Havia outras atividades de monta ligadas à exportação, como a borracha e a cana. Mas, a essa altura, a supremacia do café era incontestável. A crescente complexidade dos negócios cafeeiros criara capilaridade entre o setor produtivo rural, os agentes de comércio, o sistema de transportes, as casas financiadoras de crédito, o processo de estocagem, a seleção de grãos e o ensacamento, e o sistema portuário, disseminando relações econômicas capitalistas. As cidades maiores deixam paulatinamente de serem meras organizadoras da vida rural, para tornarem-se o centro efetivo dos negócios, que necessitavam urgentemente de capitais externos para se expandir.

As últimas décadas do século XIX marcam a inserção das economias latino-americanas numa inédita divisão internacional do trabalho. O estabelecimento inconteste do império britânico, e a prosperidade acentuada da economia mundial, após 1870, irrigam o sistema internacional com migração maciça de capitais e pesados investimentos nos setores ligados à exportação em alguns países do Sul.

A Abolição e a paulatina implantação do trabalho assalariado, a partir de 1888, consolidam a dinâmica capitalista na economia, que se materializa numa incipiente indústria de manufaturas e em negócios ligados à exportação de café, como casas bancárias, estradas de ferro, bolsa de valores etc. Tais fatores vão se irradiando pela base produtiva brasileira, fazendo com que parte da oligarquia agrária se transforme numa incipiente burguesia, estabelecendo novas relações sociais e mudando desde as características do mercado de trabalho, até o funcionamento do Estado. Para esta economia, a escravidão era uma relação social obsoleta.

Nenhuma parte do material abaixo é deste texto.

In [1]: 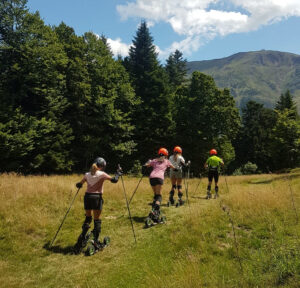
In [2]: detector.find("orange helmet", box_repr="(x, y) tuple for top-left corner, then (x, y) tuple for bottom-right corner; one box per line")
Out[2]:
(158, 147), (168, 156)
(210, 149), (217, 155)
(173, 146), (182, 153)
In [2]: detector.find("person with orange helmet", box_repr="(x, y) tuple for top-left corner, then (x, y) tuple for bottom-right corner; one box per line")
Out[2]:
(204, 149), (224, 199)
(144, 148), (175, 225)
(168, 146), (190, 206)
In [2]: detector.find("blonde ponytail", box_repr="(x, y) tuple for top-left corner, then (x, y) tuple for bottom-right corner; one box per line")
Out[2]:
(90, 163), (98, 175)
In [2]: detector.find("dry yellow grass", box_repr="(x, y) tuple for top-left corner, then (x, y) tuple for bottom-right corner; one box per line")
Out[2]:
(0, 171), (299, 288)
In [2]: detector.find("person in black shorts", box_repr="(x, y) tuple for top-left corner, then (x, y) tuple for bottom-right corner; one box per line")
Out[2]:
(145, 148), (175, 221)
(204, 149), (224, 199)
(73, 157), (121, 254)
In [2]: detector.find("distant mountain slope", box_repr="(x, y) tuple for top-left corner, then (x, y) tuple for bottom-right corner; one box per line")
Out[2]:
(187, 50), (300, 110)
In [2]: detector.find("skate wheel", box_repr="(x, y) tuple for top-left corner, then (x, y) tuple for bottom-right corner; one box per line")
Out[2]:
(103, 236), (110, 246)
(86, 243), (95, 256)
(145, 217), (152, 228)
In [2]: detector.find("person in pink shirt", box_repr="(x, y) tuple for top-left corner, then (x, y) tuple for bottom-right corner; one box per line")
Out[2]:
(73, 157), (121, 254)
(145, 148), (175, 223)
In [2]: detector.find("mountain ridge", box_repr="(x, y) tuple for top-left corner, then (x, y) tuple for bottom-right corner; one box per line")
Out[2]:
(187, 50), (300, 110)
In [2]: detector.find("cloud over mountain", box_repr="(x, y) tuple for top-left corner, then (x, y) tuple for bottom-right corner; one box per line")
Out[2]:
(115, 0), (300, 56)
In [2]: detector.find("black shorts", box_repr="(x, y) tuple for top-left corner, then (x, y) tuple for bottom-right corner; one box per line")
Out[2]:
(208, 170), (219, 183)
(150, 178), (164, 186)
(84, 193), (104, 210)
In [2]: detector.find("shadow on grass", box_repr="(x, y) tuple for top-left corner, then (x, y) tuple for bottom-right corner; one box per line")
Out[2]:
(43, 242), (75, 255)
(132, 216), (146, 223)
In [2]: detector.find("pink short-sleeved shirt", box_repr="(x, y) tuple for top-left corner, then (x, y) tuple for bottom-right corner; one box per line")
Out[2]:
(149, 159), (172, 180)
(84, 171), (111, 194)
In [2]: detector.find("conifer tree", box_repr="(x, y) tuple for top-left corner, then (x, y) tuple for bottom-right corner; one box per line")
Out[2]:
(126, 21), (174, 157)
(165, 49), (187, 88)
(275, 90), (298, 119)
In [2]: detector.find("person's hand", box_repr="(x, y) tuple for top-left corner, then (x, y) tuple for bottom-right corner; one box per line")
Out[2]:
(116, 164), (123, 176)
(76, 182), (82, 188)
(187, 160), (191, 166)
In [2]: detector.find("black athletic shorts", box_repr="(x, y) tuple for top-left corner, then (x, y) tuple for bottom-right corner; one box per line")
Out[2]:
(150, 177), (164, 186)
(84, 193), (104, 210)
(208, 170), (219, 183)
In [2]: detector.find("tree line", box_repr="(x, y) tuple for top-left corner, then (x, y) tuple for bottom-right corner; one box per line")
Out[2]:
(0, 0), (299, 175)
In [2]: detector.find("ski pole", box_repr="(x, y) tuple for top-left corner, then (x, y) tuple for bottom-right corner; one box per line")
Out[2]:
(49, 187), (81, 248)
(193, 173), (202, 195)
(119, 164), (137, 243)
(128, 173), (144, 205)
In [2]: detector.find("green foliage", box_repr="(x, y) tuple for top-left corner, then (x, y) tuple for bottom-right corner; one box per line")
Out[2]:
(271, 110), (300, 169)
(0, 109), (73, 173)
(128, 160), (143, 177)
(165, 49), (187, 88)
(175, 72), (240, 173)
(235, 101), (277, 172)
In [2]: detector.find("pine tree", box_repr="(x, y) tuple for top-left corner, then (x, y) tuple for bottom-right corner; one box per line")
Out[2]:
(165, 49), (187, 88)
(275, 90), (298, 119)
(126, 21), (174, 158)
(235, 101), (277, 171)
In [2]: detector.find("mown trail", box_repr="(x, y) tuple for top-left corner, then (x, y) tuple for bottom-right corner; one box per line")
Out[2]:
(0, 172), (299, 288)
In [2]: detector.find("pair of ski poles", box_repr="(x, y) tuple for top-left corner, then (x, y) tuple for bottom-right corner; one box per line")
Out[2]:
(49, 165), (137, 247)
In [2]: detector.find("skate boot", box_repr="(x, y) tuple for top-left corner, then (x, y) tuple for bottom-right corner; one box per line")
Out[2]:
(214, 186), (219, 199)
(167, 189), (175, 206)
(73, 216), (92, 254)
(205, 191), (212, 199)
(206, 185), (212, 199)
(176, 191), (184, 207)
(73, 232), (91, 254)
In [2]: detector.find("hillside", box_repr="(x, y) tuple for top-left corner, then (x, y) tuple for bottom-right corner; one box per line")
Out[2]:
(0, 172), (299, 287)
(187, 50), (300, 109)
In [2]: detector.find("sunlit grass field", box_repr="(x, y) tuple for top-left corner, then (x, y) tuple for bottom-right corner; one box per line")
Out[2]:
(0, 171), (299, 288)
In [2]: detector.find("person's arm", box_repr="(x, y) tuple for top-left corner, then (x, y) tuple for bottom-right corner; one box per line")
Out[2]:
(144, 159), (152, 167)
(76, 176), (86, 188)
(204, 159), (208, 169)
(110, 167), (123, 183)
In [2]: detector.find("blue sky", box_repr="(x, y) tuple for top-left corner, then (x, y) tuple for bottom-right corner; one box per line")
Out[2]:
(26, 0), (300, 62)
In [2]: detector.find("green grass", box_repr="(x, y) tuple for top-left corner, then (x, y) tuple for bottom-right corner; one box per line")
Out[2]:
(0, 172), (299, 287)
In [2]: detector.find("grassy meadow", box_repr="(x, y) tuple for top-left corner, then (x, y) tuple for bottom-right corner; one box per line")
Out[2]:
(0, 171), (299, 288)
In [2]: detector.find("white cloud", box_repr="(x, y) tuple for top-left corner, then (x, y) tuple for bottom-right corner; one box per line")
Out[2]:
(116, 0), (300, 56)
(107, 38), (131, 57)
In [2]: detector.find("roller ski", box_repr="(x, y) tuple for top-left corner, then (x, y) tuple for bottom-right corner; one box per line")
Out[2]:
(85, 236), (110, 256)
(73, 232), (91, 255)
(145, 204), (166, 228)
(175, 198), (185, 207)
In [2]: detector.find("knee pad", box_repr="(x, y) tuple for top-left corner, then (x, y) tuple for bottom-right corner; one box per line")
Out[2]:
(207, 185), (211, 191)
(178, 192), (183, 198)
(215, 186), (219, 192)
(172, 184), (176, 190)
(177, 185), (182, 190)
(154, 194), (162, 204)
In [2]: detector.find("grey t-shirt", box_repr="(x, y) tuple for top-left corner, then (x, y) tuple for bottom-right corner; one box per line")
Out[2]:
(169, 155), (185, 171)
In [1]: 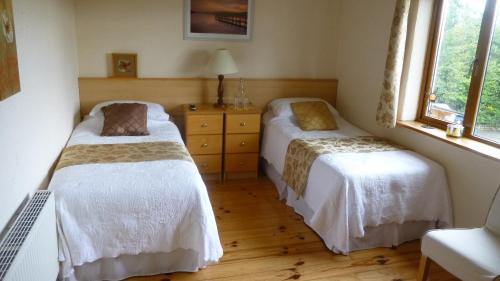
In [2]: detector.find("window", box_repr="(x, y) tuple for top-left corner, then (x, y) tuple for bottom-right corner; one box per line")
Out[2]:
(420, 0), (500, 146)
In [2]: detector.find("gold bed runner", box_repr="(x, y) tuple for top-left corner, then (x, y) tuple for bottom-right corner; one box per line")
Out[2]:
(55, 141), (192, 171)
(282, 136), (405, 197)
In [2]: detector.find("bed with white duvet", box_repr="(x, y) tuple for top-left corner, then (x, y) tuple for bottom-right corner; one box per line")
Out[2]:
(261, 98), (453, 255)
(48, 102), (223, 281)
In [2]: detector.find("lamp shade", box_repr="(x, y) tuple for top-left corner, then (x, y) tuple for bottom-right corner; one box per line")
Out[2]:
(206, 49), (239, 75)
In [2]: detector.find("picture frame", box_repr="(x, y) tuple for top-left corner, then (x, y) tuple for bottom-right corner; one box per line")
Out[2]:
(184, 0), (253, 41)
(0, 0), (21, 101)
(111, 53), (137, 78)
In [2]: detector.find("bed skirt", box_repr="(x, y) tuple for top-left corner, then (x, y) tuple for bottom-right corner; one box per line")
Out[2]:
(69, 249), (201, 281)
(264, 161), (436, 254)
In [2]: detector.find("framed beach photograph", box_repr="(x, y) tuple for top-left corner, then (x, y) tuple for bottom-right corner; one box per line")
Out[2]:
(184, 0), (253, 41)
(0, 0), (21, 101)
(111, 53), (137, 78)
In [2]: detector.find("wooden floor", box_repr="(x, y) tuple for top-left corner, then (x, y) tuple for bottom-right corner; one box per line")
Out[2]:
(128, 177), (458, 281)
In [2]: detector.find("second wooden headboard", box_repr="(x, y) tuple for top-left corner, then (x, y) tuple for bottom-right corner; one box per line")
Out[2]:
(78, 77), (338, 117)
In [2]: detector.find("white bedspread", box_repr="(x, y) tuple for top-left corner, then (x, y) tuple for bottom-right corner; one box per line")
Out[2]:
(49, 117), (223, 279)
(261, 113), (453, 254)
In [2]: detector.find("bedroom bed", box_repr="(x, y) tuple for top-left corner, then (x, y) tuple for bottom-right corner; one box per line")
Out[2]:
(261, 98), (453, 255)
(48, 101), (223, 281)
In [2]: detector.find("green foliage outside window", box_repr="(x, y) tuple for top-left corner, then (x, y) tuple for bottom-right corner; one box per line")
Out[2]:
(432, 0), (499, 131)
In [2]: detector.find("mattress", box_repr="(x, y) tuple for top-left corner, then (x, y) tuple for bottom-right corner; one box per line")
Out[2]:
(49, 116), (223, 280)
(261, 111), (453, 254)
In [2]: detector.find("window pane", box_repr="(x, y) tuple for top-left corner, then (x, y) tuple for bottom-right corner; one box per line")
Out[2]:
(474, 5), (500, 144)
(427, 0), (487, 124)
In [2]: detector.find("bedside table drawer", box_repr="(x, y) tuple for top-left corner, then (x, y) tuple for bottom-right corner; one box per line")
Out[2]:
(225, 153), (259, 172)
(187, 135), (222, 155)
(225, 134), (259, 153)
(186, 115), (223, 135)
(192, 154), (221, 174)
(226, 114), (260, 134)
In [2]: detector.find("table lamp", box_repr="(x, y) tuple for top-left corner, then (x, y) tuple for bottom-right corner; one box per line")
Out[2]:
(206, 49), (239, 107)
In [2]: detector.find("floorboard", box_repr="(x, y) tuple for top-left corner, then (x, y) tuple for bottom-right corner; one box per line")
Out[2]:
(127, 177), (458, 281)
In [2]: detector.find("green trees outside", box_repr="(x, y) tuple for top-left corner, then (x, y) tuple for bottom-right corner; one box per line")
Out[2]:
(479, 16), (500, 129)
(432, 0), (499, 130)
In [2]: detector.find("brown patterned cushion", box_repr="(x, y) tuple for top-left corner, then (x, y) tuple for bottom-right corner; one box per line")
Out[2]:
(101, 103), (149, 136)
(291, 101), (338, 131)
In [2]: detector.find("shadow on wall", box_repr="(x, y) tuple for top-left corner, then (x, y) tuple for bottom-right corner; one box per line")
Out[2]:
(106, 54), (112, 77)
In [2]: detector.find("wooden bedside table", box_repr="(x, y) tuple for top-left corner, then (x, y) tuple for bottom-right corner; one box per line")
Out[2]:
(180, 104), (224, 179)
(177, 104), (261, 180)
(223, 105), (261, 180)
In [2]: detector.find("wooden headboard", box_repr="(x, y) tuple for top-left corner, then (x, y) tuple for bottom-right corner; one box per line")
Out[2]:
(78, 77), (338, 117)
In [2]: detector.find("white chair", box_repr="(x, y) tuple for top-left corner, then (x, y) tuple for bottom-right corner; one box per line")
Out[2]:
(417, 186), (500, 281)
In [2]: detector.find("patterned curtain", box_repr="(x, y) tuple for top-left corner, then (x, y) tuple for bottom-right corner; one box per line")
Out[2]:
(376, 0), (411, 128)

O novo padrão de acumulação daí advindo abala o que resta da economia colonial, com suas características internas – latifúndio e escravidão –, e o país se adapta ao livre mercado concorrencial, no qual o setor exportador de produtos primários é a fonte do dinamismo econômico.

Estavam dadas as condições para o início de nosso primeiro surto industrializantes, após a proclamação da República.